The Soviet Shtetl: A Glimpse of Jewish History through Russian Eyes

For the Public
Tuesday, April 21, 2015
7:30 PM

The Gershman Y
401 South Broad St
Philadelphia, PA 19147

RSVP REQUIRED

The shtetl is a powerful symbol of Jewish identity. For many American Jews, it represents “the old country”: a pure, lost Jewish world, separated from us by a gulf of geography and history. But how was it perceived before it was destroyed? And what has it meant to neighboring non-Jews? This eye-opening lecture examines several depictions of the shtetl in the Soviet Union and post-Soviet Russia. What can these examples—in state-sponsored Soviet Yiddish scholarship, in a 1939 museum exhibit on the Jews of the USSR, and in a lavishly funded Jewish history museum that opened in Moscow in 2012—tell us about how the Jewish experience has served as a lens through which non-Jews might view themselves?
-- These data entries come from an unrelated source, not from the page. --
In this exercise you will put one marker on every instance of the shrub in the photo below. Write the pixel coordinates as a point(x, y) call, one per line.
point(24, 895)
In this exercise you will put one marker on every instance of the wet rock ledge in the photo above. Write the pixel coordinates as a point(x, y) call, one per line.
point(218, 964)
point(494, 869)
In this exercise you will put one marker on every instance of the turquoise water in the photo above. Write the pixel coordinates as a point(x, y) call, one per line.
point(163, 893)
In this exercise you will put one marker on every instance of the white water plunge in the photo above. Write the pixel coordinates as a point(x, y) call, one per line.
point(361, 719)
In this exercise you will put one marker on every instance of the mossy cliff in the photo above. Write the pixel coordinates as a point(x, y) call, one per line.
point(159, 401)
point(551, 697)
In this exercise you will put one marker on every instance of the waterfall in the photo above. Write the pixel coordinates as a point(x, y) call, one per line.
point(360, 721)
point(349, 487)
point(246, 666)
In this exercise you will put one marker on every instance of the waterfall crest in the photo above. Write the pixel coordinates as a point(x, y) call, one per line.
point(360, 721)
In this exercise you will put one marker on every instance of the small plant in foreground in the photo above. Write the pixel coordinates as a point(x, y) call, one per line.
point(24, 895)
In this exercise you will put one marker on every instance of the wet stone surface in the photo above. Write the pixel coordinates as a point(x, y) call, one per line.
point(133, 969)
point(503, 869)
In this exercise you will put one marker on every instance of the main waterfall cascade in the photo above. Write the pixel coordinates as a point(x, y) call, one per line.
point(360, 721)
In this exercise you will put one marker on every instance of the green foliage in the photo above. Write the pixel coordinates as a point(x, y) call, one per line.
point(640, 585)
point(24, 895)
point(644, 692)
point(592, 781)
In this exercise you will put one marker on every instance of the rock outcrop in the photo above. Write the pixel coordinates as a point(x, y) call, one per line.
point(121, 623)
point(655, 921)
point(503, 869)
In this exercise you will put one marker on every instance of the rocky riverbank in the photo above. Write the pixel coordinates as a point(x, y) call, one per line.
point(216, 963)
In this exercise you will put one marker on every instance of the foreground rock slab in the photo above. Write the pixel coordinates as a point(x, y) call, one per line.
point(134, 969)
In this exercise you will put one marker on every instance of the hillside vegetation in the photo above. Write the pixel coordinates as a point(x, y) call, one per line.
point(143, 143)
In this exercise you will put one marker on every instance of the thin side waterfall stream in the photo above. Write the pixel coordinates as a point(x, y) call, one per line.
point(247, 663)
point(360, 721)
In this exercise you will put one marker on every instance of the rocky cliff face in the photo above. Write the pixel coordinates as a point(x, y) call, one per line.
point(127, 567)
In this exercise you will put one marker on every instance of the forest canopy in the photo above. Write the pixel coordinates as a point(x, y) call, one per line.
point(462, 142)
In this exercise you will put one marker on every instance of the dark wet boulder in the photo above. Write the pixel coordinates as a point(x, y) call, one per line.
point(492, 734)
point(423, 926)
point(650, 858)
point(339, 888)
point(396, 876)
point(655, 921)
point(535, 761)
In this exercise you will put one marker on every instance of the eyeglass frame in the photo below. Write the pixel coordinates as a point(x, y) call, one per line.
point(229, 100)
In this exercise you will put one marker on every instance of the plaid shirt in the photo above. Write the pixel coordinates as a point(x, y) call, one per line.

Reserve your tickets now at GershmanY.org or call 215-545-440.

Featuring

Deborah Yalen

Colorado State University

Deborah Yalen is an assistant professor in the Department of History at Colorado State University. Her research focuses on the interaction of Jewish scholars with the Soviet state apparatus during the interwar period. Drawing on sources in Yiddish, Russian, Ukrainian, and Belarusian, Dr. Yalen studies the ways that Jewish intellectuals, working within the ideological constraints of the Soviet scientific infrastructure, pursued their own research agendas in ethnography, demography, and shtetl scholarship. Portions of her work have been published in East European Jewish Affairs, Science in Context, the Moscow-based Novoe Literaturnoe Obozrenie (New Literary Observer) as well as the online edition of the YIVO Encyclopedia of Jews in Eastern Europe. At the Katz Center, Professor Yalen will continue her research on Ilia Isaakovich Veitsblit, a Soviet statistician whose candid demographic studies of ethnic Ukrainian and Jewish populations drew negative attention from both fellow colleagues and the Soviet authorities.